Child euthanasia signed into law by Belgian king

The king of Belgium has signed into law a controversial Bill making the nation the first country in the world to allow euthanasia for terminally ill children of all ages.

The Bill became law despite widespread opposition, including a 200,000-strong Europe-wide petition which was delivered to King Philippe last week urging him not to sign the Bill.

Belgian press reported that the king had signed the legislation into law on Sunday after it was passed by the Belgian parliament last month.


The Bill passed by 86 votes to 44 with 12 abstentions, despite more than 160 Belgian paediatric doctors opposing the change.

Although the king’s signature is needed in order for a bill to become law, it would have been highly unusual for the constitutional monarch to block a piece of legislation.
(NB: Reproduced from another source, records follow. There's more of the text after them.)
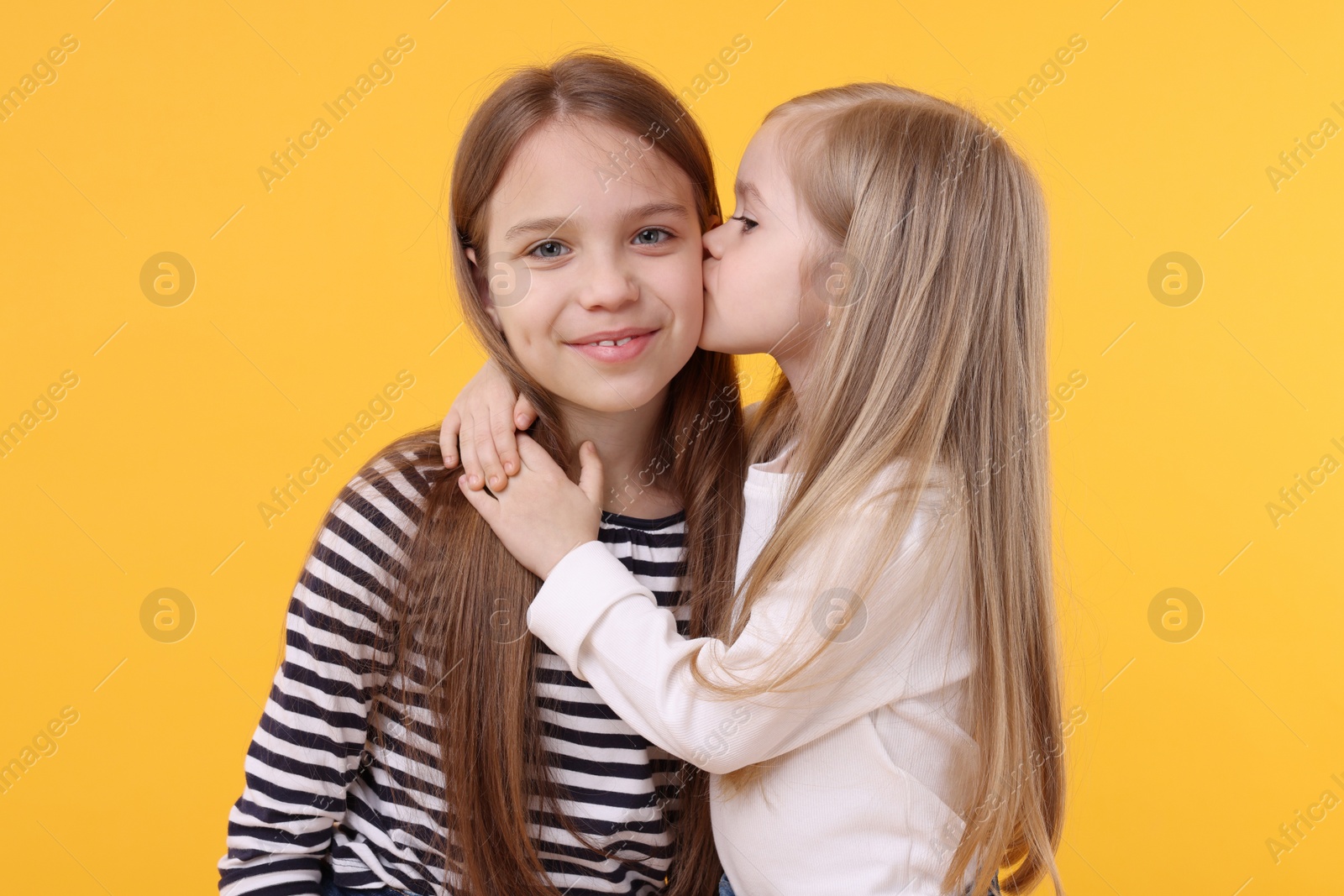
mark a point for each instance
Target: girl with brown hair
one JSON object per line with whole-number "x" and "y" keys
{"x": 417, "y": 738}
{"x": 880, "y": 712}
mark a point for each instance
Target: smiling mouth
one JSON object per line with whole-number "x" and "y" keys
{"x": 616, "y": 349}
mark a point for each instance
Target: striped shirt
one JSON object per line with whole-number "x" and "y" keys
{"x": 320, "y": 788}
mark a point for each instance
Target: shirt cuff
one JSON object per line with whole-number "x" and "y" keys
{"x": 586, "y": 584}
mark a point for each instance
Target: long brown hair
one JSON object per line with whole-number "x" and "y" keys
{"x": 461, "y": 600}
{"x": 936, "y": 241}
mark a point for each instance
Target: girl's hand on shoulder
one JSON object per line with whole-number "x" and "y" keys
{"x": 480, "y": 429}
{"x": 543, "y": 515}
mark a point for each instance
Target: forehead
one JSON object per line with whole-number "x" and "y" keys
{"x": 589, "y": 170}
{"x": 763, "y": 174}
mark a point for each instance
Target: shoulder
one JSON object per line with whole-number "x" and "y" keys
{"x": 386, "y": 499}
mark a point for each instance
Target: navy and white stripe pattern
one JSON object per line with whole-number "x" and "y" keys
{"x": 322, "y": 789}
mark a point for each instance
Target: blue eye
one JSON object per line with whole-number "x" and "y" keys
{"x": 652, "y": 237}
{"x": 549, "y": 249}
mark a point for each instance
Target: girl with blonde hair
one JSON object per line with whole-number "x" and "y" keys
{"x": 879, "y": 712}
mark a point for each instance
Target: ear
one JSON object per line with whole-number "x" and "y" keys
{"x": 483, "y": 289}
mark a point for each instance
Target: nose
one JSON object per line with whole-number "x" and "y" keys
{"x": 712, "y": 242}
{"x": 609, "y": 285}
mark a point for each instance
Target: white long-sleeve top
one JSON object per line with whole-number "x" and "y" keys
{"x": 867, "y": 752}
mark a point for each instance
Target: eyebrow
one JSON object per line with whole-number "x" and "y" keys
{"x": 553, "y": 224}
{"x": 748, "y": 190}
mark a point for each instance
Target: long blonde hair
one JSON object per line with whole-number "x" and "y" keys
{"x": 934, "y": 359}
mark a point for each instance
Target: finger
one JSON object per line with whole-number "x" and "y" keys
{"x": 448, "y": 438}
{"x": 533, "y": 456}
{"x": 488, "y": 457}
{"x": 523, "y": 412}
{"x": 467, "y": 449}
{"x": 481, "y": 500}
{"x": 591, "y": 473}
{"x": 501, "y": 427}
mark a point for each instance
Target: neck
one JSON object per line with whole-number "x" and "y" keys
{"x": 622, "y": 438}
{"x": 795, "y": 355}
In 2002 Belgium became the second country in the world, after the Netherlands, to allow euthanasia.


Over 1,000 cases of euthanasia were reported in Belgium in 2011 – a 4,620 per cent rise since the practice was legalised in 2002.

A number of controversial cases involving patients who did not have a terminal illness have also been reported, including a case involving deaf twins who sought euthanasia after discovering they were both going blind.

Following Belgium’s decision to introduce child euthanasia the Chief Executive of UK disability charity Scope said lots of people in Britain, “not least disabled people”, “are really worried at the way we seem to be edging towards a change in the law”.

Richard Hawkes also called for politicians to “guard against community bullying” of society’s “most vulnerable members” when the issue is discussed in the Westminster Parliament later this year.


A freelance journalist who has cerebral palsy spoke out recently in the Times, saying he may never have been alive if the Belgian law existed in Britain.

Alex Taylor’s parents were told by a doctor that he would “never think, let alone speak, read or write”.

“As it turned out, I studied history and politics at Warwick University, and have been known to have a sense of humour”, he said.


“I do not blame the doctor — people with a cerebral haemorrhage like mine are not supposed to buck the system.”

However, he continued: “I have wondered what might have crossed my parents’ minds had euthanasia been an option”.